The New York-based bank earned $ 3.99 billion, or $ 1.31 per share, excluding payments to preferred shareholders and an accounting adjustment, for the three-month period ending in September. That compares with earnings of $ 2.94 billion, or 95 cents a share, in the same period a year earlier.
Citi’s latest earnings beat analysts’ estimates of $ 1.27 a share, according to FactSet.
Citi has been on a multi-year mission to recover from its near collapse during the financial crisis, and 2015 has been a year of significant progress.
Citi Holdings, the firm’s so-called “bad bank” where it stores all its bad assets, once again made a profit — its fifth straight quarter. The firm passed the Federal Reserve’s “stress tests” earlier this year and legal expenses this quarter were $ 376 billion, down from $ 1.6 billion a year earlier.
“I feel good about the quality and consistency of our earnings over the course of this year, as we have continued to make solid progress against our core priorities,” said Michael Corbat, CEO of Citigroup, in a statement.

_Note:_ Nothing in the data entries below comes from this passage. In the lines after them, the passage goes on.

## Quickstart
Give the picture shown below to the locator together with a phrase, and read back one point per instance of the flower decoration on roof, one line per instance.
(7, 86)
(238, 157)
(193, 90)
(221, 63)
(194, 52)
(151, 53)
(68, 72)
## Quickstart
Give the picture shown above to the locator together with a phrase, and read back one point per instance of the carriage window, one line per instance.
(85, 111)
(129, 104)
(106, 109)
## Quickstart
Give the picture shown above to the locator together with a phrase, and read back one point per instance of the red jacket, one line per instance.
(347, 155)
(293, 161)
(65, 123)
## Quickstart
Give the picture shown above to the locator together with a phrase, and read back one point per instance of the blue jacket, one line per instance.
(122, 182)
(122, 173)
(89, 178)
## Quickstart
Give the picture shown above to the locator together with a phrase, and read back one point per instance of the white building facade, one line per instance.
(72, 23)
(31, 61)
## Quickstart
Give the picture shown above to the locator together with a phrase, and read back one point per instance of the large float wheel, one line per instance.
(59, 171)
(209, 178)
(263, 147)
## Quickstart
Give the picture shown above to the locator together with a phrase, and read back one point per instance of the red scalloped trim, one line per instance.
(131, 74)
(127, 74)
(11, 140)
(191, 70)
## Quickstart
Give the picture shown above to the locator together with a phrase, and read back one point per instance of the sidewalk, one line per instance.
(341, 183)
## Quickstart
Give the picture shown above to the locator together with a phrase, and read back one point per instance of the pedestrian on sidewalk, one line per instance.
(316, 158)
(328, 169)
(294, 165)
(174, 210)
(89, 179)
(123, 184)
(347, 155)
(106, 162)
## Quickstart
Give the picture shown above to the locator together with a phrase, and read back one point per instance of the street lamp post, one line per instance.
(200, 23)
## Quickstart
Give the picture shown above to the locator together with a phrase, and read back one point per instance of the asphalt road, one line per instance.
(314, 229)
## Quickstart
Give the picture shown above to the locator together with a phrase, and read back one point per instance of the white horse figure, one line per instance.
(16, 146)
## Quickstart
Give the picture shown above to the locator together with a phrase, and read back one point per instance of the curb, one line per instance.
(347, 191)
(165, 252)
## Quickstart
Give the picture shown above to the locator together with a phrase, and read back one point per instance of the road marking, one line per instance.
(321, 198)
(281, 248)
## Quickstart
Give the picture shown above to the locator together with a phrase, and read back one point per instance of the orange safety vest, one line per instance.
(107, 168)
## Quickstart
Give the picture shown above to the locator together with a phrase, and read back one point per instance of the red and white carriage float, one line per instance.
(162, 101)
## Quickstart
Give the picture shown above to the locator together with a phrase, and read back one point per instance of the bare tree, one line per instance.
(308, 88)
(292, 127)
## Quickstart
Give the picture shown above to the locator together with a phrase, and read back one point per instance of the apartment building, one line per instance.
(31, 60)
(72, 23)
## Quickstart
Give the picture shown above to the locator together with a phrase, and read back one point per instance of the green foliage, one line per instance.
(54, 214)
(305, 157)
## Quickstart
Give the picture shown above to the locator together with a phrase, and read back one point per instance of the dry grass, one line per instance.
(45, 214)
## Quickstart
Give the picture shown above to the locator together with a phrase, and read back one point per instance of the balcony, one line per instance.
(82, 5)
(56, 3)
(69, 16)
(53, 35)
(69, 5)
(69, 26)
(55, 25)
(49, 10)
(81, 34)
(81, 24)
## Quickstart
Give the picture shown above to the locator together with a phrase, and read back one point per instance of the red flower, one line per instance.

Most of Citi’s major businesses saw revenue declines this quarter, but those revenue declines were mostly offset by declines in expenses. Firmwide expenses fell 18 percent to $ 10.67 billion from $ 12.96 billion a year earlier, mostly because legal costs fell sharply.
Citicorp, the bank’s consumer and corporate banking division, had net income of $ 4.26 billion in the period excluding an accounting adjustment, up from $ 2.82 billion a year earlier.
Overall, Citi’s revenue was $ 18.5 billion after the accounting adjustment, compared with $ 20.06 billion the year before. That was in line with analysts’ estimates.
Citigroup shares rose $ 1.43, or 2.8 percent, to $ 52.15 in premarket trading a half-hour before the market open.